En effet, il est certain que ces problèmes de fond ne sauront trouver des solutions durables à travers la baisse drastique du budget de la mission « Agriculture, alimentation, forêts et affaires rurales » qui, je le rappelle, a perdu 15 % de ses crédits de paiement en trois ans, ce qui correspond à la coquette somme de 500 millions d'euros.
Certes, les démonstrations de force des agriculteurs auront permis la mobilisation de fonds d'urgence. Cependant, je demeure surpris qu'après les témoignages de la profonde souffrance de nos agriculteurs, et après une année 2015 particulièrement rude, les coupes budgétaires subies par la mission qui nous intéresse n'aient pas connu un coup d'arrêt.

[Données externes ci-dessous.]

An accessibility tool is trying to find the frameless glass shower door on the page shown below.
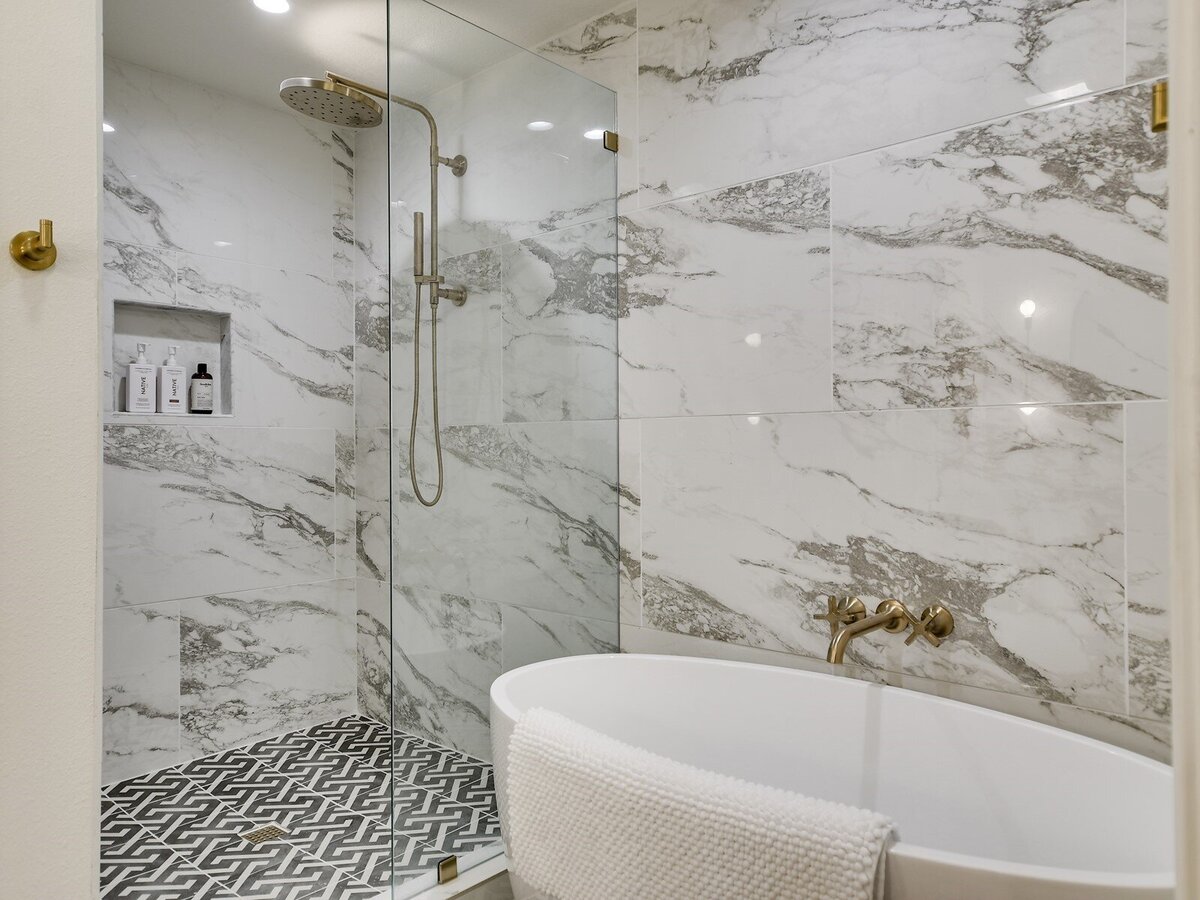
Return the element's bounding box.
[356,0,619,896]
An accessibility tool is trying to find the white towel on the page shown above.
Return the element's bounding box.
[505,709,892,900]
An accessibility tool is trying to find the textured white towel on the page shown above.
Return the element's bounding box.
[506,709,892,900]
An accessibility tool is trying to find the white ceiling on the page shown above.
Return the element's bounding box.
[104,0,614,106]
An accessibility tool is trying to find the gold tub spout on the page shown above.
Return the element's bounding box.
[826,600,908,665]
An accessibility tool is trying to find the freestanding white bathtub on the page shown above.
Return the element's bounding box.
[492,654,1175,900]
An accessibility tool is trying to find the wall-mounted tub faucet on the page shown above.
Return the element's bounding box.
[812,596,954,665]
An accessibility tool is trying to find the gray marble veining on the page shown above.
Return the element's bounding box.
[104,425,335,606]
[354,578,392,724]
[833,86,1168,409]
[178,254,354,428]
[638,0,1124,206]
[503,218,617,421]
[103,58,344,277]
[391,587,502,760]
[500,606,618,672]
[642,404,1126,713]
[620,168,830,418]
[392,421,618,620]
[102,602,180,784]
[538,4,637,211]
[1126,402,1171,721]
[1124,0,1166,82]
[179,578,355,757]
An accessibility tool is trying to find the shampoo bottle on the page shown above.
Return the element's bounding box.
[158,347,187,415]
[187,362,212,415]
[125,343,156,413]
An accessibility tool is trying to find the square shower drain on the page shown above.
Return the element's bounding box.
[241,826,287,844]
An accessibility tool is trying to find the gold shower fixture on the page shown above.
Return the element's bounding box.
[280,71,467,506]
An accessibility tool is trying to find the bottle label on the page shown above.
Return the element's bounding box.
[192,378,212,410]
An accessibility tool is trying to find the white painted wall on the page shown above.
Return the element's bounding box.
[0,0,101,900]
[1169,0,1200,900]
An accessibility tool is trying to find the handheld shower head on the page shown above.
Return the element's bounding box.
[280,78,383,128]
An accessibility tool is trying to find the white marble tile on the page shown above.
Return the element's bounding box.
[638,0,1124,200]
[1126,0,1166,82]
[102,602,180,784]
[334,431,358,578]
[620,626,1171,762]
[104,425,335,606]
[179,578,356,757]
[1126,401,1171,721]
[620,168,830,416]
[642,404,1126,713]
[835,88,1168,409]
[500,606,617,672]
[354,428,391,581]
[410,250,504,425]
[503,218,617,421]
[392,421,619,620]
[617,419,642,628]
[391,53,617,260]
[355,578,392,724]
[176,254,354,428]
[538,4,637,211]
[353,128,391,428]
[101,241,178,418]
[391,587,502,760]
[103,59,345,277]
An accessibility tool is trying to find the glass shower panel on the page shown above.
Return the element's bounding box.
[381,0,619,896]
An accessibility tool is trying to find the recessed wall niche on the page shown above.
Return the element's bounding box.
[113,300,233,419]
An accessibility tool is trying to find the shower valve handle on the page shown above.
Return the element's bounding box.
[413,212,425,278]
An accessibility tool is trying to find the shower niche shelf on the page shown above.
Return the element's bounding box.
[113,300,233,421]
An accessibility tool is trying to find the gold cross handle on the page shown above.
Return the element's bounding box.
[812,596,866,635]
[905,606,954,647]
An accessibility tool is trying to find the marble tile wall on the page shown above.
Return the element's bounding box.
[103,59,360,781]
[355,45,619,757]
[538,0,1170,757]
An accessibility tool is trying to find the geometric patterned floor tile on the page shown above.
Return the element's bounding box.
[100,859,240,900]
[254,738,391,815]
[114,776,232,836]
[150,803,265,858]
[437,816,500,856]
[179,750,258,787]
[241,732,320,766]
[198,764,338,826]
[274,809,392,880]
[404,752,494,812]
[292,875,380,900]
[104,769,199,818]
[194,840,341,900]
[304,715,392,772]
[394,794,487,847]
[391,732,445,781]
[300,756,391,820]
[101,715,499,900]
[445,772,499,816]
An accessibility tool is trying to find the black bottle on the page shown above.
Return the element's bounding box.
[187,362,212,415]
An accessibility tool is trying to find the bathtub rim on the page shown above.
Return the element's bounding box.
[488,653,1175,890]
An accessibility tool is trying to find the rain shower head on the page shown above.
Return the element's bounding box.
[280,78,383,128]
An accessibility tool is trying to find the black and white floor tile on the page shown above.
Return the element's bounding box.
[100,715,500,900]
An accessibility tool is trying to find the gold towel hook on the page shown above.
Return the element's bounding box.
[1150,82,1168,132]
[8,218,59,271]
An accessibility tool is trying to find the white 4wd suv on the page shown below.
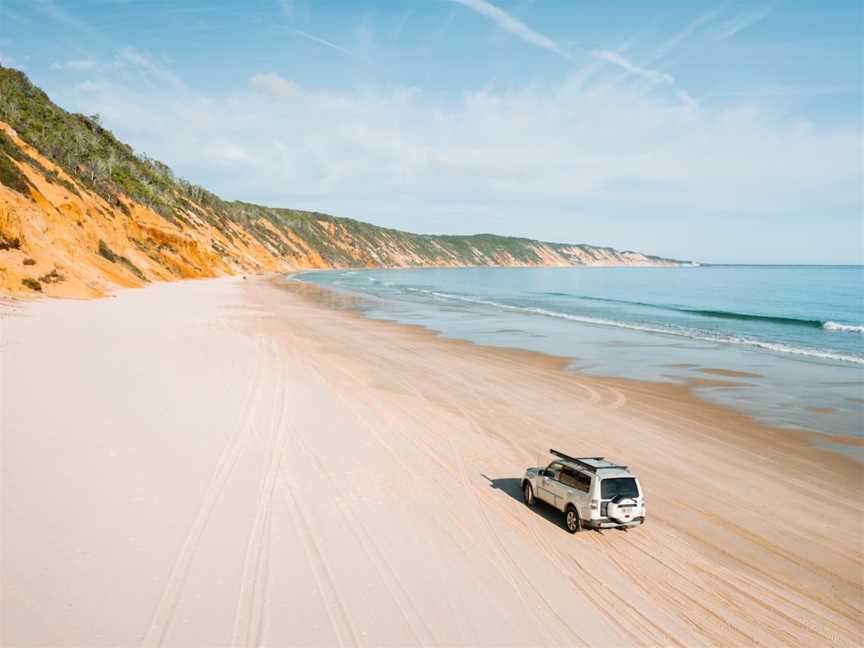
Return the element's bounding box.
[522,450,645,533]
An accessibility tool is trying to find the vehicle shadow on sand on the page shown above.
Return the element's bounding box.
[480,473,565,531]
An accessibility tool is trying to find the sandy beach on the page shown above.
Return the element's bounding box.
[0,278,864,647]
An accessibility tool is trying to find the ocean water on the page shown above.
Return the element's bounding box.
[296,266,864,442]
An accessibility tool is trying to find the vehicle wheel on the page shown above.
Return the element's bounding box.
[564,506,582,533]
[522,482,535,508]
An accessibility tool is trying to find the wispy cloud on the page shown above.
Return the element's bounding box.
[51,59,99,72]
[652,9,720,59]
[249,72,301,99]
[291,29,357,57]
[113,47,186,91]
[453,0,573,61]
[591,50,696,106]
[714,4,774,40]
[591,50,675,85]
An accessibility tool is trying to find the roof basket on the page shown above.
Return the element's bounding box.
[549,449,627,473]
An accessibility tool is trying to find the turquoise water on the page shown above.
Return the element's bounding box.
[299,266,864,435]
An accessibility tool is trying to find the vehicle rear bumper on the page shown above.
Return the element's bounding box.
[582,517,645,529]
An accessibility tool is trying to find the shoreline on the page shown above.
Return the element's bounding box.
[286,270,864,467]
[0,278,864,647]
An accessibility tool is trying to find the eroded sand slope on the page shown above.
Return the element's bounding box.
[0,279,864,646]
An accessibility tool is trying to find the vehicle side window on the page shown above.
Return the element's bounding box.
[558,468,579,488]
[576,473,591,493]
[561,468,591,493]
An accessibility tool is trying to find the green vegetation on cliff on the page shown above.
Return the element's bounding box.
[0,66,688,267]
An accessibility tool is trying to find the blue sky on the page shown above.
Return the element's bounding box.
[0,0,864,263]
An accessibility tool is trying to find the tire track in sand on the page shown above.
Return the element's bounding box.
[231,349,296,647]
[143,339,265,648]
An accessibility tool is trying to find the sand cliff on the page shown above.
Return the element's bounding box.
[0,66,680,297]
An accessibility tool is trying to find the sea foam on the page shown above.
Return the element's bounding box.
[422,290,864,365]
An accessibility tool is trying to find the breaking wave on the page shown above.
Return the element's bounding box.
[426,290,864,365]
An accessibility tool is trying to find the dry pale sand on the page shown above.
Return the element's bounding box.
[0,279,864,647]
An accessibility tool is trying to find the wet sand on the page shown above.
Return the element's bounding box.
[0,279,864,646]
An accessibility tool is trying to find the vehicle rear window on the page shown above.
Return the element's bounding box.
[600,477,639,499]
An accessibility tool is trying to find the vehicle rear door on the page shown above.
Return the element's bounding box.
[559,466,591,520]
[537,461,563,506]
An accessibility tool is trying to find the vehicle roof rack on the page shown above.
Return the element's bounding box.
[549,449,627,473]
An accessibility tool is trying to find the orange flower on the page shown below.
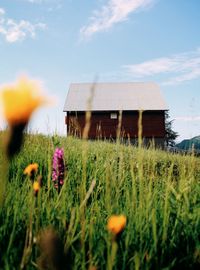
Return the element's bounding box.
[1,77,47,126]
[107,215,126,234]
[24,163,38,176]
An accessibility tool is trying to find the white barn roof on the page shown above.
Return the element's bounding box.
[64,82,168,111]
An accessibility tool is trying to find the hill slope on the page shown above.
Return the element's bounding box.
[176,136,200,151]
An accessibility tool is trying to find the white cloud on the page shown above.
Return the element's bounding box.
[174,115,200,122]
[123,49,200,85]
[80,0,155,37]
[0,8,46,43]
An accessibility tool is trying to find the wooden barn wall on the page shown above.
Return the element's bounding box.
[66,111,165,139]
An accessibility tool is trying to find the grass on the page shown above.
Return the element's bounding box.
[0,135,200,270]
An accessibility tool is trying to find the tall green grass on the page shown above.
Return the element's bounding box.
[0,135,200,270]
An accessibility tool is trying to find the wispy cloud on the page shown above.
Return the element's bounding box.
[0,8,46,43]
[123,48,200,85]
[174,115,200,122]
[80,0,155,37]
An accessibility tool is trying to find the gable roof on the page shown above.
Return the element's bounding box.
[64,82,168,111]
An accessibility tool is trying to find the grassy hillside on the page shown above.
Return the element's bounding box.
[0,135,200,270]
[176,136,200,152]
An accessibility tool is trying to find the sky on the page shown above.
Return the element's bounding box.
[0,0,200,141]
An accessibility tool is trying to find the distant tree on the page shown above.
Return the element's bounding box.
[165,111,179,147]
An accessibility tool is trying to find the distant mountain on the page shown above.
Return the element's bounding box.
[176,136,200,151]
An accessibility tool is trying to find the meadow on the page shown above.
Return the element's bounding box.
[0,135,200,270]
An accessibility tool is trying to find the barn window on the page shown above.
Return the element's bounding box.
[110,113,117,119]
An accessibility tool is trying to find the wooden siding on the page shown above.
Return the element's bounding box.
[65,111,165,139]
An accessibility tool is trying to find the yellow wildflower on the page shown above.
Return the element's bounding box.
[1,77,46,126]
[24,163,38,177]
[107,215,126,235]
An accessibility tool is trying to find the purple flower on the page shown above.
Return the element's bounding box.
[52,147,65,192]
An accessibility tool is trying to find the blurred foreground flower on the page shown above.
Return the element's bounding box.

Pour ce qui est de la Guyane en particulier, je ne puis que déplorer sans réserve le coup de rabot supplémentaire porté aux crédits qui lui sont dédiés : les crédits accordés à ce territoire vont baisser de 21 % sur trois ans. Cette baisse se situe largement au-dessus de la moyenne nationale. Je rappelle, au besoin, que la Guyane est le seul département français où la surface agricole augmente de façon soutenue année après année. Pourtant, le programme 154 « Économie et développement durable de l'agriculture et des territoires » est particulièrement touché, puisqu'il affiche une baisse de 54 % par rapport à 2014. Le programme 215 n'est pas en reste puisqu'il connaît lui aussi une baisse à deux chiffres.
Bien entendu, ces chiffres ne prennent en compte ni les fonds apportés par la PAC, ni les enveloppes que vous avez débloquées sur le budget 2015, en particulier en faveur de la filière élevage. Il n'en demeure pas moins que cette baisse drastique est symptomatique du traitement réservé à la plus grande région de France.
Vous le savez monsieur le ministre, la Guyane connaît une croissance démographique exponentielle de 4 % par an. À l'Ouest, on s'approche d'un taux de croissance annuel de 10 %. Ainsi la population de Saint-Laurent-du-Maroni devrait passer de 40 000 habitants en 2015 à 100 000 habitants avant 2030. Les niveaux de vie sont extrêmement bas, la population se paupérise et nous sommes loin de l'autosuffisance alimentaire.
Comment alors envisager l'avenir avec sérénité lorsque se raréfient à ce point les crédits indispensables au déploiement d'une filière nécessaire à nourrir nos populations ? La chambre régionale de l'agriculture est déjà quasiment morte, et les démarches pour disposer de foncier agricole souffrent d'un manque cruel de moyens. Par ailleurs, les jeunes qui souhaitent se lancer dans l'agriculture se découragent très rapidement face à la lourdeur des démarches administratives, d'une part, et du manque de soutien des autorités publiques, d'autre part.
J'ai donc bien peur que ce budget pour 2016 n'améliore pas les choses, bien au contraire. Quant au budget alloué à la forêt, il se passe de commentaire : 600 000 euros pour un massif forestier de 12 millions d'hectares. Cela laisse vraiment songeur dans une région où le chômage endémique touche 21 % de la population active.
Vous comprendrez, monsieur le ministre, que dans ces conditions et alors même que ce gouvernement a pu compter sur mon indéfectible soutien lors des votes des budgets successifs, je voterai contre le budget qui nous est présenté ce soir, comme ce sera le cas de la majorité de mes collègues du groupe de la Gauche démocrate et républicaine. Et je vous demande de considérer mon intervention comme un véritable cri du coeur.